Sunday, May 31, 2026

Published May 31, 2026 by with 0 comment

How Can I Re-render Only What Changed in Streamlit So It Runs Faster?

If you've written much Streamlit code, you've likely run into a change to one piece of the state (very slowly) re-rendering every plot and table in your app. Is there any way to avoid this?Streamlit Fragments are an answer to this. Demonstrating how to use them makes it really clear, so consider this example:

import numpy as np
import streamlit as st

st.set_page_config(layout="wide")
def plot_cell(plot_number):
    """Render a single plot with its own amplitude slider (not in sidebar)."""
    amplitude = st.slider(
        f"Plot {plot_number} amplitude",
        min_value=1,
        max_value=100,
        value=10,
        key=f"amp_{plot_number}",
    )
    random_values = np.random.default_rng().uniform(-amplitude, amplitude, size=4000)
    st.line_chart(random_values, height=150)


plot_number = 1
for _row in range(2):
    cols = st.columns(5)
    for col_idx in range(5):
        with cols[col_idx]:
            plot_cell(plot_number)
        plot_number += 1

That will generate 2 rows of 5 plots per row and a slider per plot. Each plot will be 4000 random values between +/- slider value.

Now, imagine what will happen if you change the slider for the second plot? It will update the amplitude of that plot, but what about all the others that are unchanged?

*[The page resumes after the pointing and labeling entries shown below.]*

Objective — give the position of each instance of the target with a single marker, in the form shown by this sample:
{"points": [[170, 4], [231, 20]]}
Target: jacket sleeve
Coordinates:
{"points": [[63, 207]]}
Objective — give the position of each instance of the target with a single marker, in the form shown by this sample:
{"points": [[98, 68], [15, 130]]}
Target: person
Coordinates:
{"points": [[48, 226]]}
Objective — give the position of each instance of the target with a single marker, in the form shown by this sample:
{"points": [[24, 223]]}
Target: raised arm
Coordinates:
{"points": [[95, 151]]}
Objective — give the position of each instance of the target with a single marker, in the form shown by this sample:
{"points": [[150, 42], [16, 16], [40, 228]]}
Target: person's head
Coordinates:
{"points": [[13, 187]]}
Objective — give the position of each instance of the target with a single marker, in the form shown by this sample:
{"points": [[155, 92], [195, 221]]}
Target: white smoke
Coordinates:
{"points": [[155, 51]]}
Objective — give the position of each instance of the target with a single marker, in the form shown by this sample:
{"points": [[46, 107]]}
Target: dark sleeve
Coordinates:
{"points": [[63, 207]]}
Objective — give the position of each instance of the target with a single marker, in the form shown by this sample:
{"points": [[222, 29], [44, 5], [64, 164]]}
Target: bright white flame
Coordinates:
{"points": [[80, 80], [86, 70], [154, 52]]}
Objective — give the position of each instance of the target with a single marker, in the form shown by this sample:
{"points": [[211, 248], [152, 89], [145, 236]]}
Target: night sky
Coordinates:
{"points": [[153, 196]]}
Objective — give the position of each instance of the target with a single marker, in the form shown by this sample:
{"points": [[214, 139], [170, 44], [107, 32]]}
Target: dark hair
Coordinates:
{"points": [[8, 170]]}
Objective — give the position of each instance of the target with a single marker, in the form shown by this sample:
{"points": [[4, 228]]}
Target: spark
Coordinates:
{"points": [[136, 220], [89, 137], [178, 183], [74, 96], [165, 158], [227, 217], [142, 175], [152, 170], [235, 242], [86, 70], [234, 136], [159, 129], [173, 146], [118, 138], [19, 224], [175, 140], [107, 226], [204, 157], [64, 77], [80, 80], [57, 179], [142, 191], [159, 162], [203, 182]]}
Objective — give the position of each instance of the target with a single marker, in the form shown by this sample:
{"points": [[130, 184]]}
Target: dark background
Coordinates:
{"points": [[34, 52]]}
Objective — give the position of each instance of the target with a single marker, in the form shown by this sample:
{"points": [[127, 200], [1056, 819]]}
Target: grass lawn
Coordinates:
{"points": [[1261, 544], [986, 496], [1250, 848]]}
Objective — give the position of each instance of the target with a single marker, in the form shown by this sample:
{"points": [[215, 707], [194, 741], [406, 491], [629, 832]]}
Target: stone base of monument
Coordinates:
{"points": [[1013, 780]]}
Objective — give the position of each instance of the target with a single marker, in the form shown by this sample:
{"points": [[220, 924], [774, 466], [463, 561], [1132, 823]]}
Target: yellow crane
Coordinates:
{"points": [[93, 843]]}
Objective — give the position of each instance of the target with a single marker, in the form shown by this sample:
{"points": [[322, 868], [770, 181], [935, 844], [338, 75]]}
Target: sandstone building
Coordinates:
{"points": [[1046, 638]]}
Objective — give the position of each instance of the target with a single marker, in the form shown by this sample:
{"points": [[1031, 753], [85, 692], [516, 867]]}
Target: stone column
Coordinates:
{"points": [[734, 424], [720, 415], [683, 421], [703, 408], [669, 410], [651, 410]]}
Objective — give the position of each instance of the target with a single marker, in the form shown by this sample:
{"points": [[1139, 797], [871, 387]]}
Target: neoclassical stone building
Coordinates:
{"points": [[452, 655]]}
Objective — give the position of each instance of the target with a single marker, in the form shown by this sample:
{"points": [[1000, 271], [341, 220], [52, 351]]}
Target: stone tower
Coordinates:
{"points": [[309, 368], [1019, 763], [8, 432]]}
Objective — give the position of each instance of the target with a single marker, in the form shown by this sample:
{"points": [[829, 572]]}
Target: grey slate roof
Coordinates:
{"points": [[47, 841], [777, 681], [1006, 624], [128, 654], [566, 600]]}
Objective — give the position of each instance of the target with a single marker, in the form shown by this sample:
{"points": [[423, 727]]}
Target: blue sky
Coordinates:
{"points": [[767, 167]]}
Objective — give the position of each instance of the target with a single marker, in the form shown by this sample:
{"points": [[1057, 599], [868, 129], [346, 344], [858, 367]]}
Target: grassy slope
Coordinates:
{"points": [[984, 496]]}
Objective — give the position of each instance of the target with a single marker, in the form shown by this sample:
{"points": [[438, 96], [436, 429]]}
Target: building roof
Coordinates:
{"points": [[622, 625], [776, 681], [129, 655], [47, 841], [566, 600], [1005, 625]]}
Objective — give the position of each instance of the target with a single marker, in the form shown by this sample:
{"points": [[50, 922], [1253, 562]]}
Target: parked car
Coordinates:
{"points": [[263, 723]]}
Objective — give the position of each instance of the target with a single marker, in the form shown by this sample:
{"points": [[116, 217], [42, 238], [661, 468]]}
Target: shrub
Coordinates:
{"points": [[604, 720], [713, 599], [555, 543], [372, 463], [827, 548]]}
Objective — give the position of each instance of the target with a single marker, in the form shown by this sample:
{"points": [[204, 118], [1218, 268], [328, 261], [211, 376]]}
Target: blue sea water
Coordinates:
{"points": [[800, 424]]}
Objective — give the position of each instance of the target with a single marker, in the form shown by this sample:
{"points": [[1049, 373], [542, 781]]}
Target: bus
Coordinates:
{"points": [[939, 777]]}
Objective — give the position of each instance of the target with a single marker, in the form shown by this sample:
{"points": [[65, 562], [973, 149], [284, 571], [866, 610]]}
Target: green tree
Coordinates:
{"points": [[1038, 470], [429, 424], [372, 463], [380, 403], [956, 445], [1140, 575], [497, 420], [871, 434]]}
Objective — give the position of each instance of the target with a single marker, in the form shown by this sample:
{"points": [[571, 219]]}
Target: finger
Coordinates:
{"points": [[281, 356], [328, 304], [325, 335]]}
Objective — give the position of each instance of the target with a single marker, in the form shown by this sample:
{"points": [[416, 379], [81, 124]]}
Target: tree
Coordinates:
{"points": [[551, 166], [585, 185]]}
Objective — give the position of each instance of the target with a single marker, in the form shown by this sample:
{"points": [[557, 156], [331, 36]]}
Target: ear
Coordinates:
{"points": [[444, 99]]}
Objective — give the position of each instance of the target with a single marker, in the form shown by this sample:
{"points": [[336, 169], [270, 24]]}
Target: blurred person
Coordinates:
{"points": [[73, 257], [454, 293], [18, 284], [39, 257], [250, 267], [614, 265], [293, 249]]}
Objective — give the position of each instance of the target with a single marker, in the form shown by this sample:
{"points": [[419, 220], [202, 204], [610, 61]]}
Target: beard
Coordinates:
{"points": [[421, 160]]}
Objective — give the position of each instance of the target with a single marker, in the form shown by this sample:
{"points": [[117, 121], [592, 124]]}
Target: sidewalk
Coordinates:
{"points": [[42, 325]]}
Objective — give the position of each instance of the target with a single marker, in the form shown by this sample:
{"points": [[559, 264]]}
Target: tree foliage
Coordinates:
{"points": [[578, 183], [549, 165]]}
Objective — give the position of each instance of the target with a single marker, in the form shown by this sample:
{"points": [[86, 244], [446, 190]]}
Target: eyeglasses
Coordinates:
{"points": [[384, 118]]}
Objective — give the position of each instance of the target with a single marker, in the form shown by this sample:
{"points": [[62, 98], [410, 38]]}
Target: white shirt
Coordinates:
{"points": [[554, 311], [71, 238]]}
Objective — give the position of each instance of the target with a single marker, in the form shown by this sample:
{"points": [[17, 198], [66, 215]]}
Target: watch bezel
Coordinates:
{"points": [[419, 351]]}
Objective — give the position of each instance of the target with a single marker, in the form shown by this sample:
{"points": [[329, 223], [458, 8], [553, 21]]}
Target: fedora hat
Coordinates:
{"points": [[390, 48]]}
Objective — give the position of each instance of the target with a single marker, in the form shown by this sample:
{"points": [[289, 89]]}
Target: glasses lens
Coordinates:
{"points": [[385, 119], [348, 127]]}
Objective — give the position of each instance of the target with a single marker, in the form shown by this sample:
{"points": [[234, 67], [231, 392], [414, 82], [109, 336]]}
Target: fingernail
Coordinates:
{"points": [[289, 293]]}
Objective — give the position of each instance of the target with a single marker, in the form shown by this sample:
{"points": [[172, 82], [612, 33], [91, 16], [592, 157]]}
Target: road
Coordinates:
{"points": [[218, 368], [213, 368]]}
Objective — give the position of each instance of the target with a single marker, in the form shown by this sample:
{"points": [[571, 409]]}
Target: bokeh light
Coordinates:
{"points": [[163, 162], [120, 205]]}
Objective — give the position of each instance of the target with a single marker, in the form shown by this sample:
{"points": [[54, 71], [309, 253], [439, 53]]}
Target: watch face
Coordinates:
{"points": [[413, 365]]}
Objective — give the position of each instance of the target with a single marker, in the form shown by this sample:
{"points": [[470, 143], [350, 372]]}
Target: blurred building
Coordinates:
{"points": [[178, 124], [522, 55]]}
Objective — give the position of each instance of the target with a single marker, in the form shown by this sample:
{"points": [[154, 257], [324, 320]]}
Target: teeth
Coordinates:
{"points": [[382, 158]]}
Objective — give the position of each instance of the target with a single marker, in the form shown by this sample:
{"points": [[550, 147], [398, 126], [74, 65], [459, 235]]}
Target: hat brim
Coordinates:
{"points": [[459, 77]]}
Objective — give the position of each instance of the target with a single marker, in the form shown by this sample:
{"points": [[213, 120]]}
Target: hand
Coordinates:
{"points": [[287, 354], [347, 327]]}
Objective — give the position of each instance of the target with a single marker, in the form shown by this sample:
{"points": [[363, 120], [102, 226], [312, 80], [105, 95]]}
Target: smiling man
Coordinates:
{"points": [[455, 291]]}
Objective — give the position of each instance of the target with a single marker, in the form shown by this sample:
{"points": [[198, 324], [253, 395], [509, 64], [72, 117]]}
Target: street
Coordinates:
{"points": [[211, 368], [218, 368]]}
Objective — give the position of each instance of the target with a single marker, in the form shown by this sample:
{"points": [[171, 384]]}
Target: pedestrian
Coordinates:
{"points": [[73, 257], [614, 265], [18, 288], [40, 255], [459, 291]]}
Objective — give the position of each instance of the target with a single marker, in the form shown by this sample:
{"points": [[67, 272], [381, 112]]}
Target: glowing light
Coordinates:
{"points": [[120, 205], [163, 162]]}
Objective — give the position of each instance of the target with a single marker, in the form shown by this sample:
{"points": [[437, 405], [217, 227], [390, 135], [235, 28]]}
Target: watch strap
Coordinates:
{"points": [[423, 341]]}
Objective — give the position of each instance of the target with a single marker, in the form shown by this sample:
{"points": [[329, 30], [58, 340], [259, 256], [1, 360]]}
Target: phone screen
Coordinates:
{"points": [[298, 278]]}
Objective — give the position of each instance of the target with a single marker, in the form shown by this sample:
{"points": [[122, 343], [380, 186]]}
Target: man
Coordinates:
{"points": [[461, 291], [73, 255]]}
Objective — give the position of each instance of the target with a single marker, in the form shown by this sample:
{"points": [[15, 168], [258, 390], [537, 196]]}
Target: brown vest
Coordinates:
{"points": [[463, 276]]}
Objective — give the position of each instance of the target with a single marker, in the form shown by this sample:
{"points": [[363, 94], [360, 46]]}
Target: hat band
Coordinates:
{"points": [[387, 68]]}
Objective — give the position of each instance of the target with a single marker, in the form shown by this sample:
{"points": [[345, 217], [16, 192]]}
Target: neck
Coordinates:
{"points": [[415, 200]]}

Watch the gif below:
By default, streamlit will re-run the entire app and re-render everything. It has to remake and draw all 10 plots which can be quite slow.

Now consider this nearly identical code; the only change is the addition of the @st.fragment above the slider + plot code:

import numpy as np
import streamlit as st

st.set_page_config(layout="wide")


@st.fragment
def plot_cell(plot_number):
    """Render a single plot with its own amplitude slider (not in sidebar)."""
    amplitude = st.slider(
        f"Plot {plot_number} amplitude",
        min_value=1,
        max_value=100,
        value=10,
        key=f"amp_{plot_number}",
    )
    random_values = np.random.default_rng().uniform(-amplitude, amplitude, size=4000)
    st.line_chart(random_values, height=150)


plot_number = 1
for _row in range(2):
    cols = st.columns(5)
    for col_idx in range(5):
        with cols[col_idx]:
            plot_cell(plot_number)
        plot_number += 1

How is that different? Everything inside the fragment will only rerun the fragment on change. If you change the second plot's slider, only the second plot will be regenerated. What does that look like?
Massive performance improvement. This only works for self-contained blocks of code like the slider + plot combination here, but those are extremely common in Streamlit apps so this can be really useful when working with Streamlit.